To tackle the record-keeping challenges and streamline its ELL program management, LRSD purchased Ellevation in August 2015. Now Dr. Henery lets Ellevation track student progress and says she no longer questions the integrity of the data that schools submit. But the district received much more than efficiencies when it enlisted Ellevation’s help. LRSD needed to make quick and dramatic gains in student achievement and soon recognized that Ellevation could play a central role in overhauling the whole ELL program, including boosting collaboration among administrators, ELL specialists and classroom teachers and helping to improve instruction for ELLs.
Through the use of Ellevation, the entire culture in LRSD has shifted from being focused on compliance to being focused on improving the quality of instruction. “Once Ellevation was effortlessly handling the tedium of compiling the data, the teachers started saying, ‘Hey, we now have the time to really focus on instruction and use the instructional strategies and activities in Ellevation to differentiate instruction for our ELLs,” says Lupe Pena de Martinez, the ESL/SIOP secondary instructional specialist in LRSD.
Jonathan Crossley, principal at one of six schools designated as under “academic distress” in 2015, says teachers in his building use Ellevation to differentiate. “We trust Ellevation and see it not as a program,” he says, “but as an extension of our instructional practices.”
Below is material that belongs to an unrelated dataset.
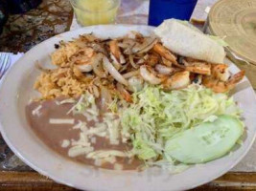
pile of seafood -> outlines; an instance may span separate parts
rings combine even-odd
[[[54,70],[42,69],[35,88],[41,99],[76,97],[85,91],[110,102],[113,97],[131,102],[131,94],[144,84],[164,90],[202,84],[216,93],[234,88],[244,72],[231,74],[228,65],[212,64],[177,55],[156,36],[131,32],[115,39],[83,34],[70,42],[59,42],[52,53]]]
At Crossley’s Baseline Academy, 59 percent of the students are English Language Learners. After implementing Ellevation Strategies, preliminary results are encouraging: 33 percent of students grew one language level on the ELPA21 this year, reversing the trend of declining ELP test scores at the school. Despite having the largest ELL population in the district, Crossley expects Baseline to be the highest achieving school in Southwest Little Rock next year. “The key to school improvement is getting everyone on the same page,” he says. “Ellevation helps schools get on the same page around English Language Learner achievement and has played an important role in the success at Baseline Elementary.”
For Martinez, the kindergarten teacher, Ellevation is making a big impact on her students at Chicot Elementary School, too. “A lot of times we get stuff we can’t really use,” she says. Now, with Ellevation, Martinez can see each student’s strengths and needs and say, “‘OK, this kid has little background knowledge or this kid has trouble with conversations.’ Ellevation makes it so easy by using the data on each student to recommend the strategies and activities teachers should use in their instruction.”
Similar to Baseline, the latest data mirrors the instructional changes at Chicot, where 88.5 percent of students achieved “progressing” or “proficient” scores on the ELPA21 English language assessment this year.
Martinez puts herself in her students’ shoes and considers the confusion they must feel when they don’t understand the language yet are expected to simply soak up academic content. Without Ellevation Strategies, Martinez says, EL students will fall further behind.
“You can’t just pretend they understand. You have to have those language-building Strategies for them,” she says. “That’s your job, to meet them where they are and move them as far as you can.”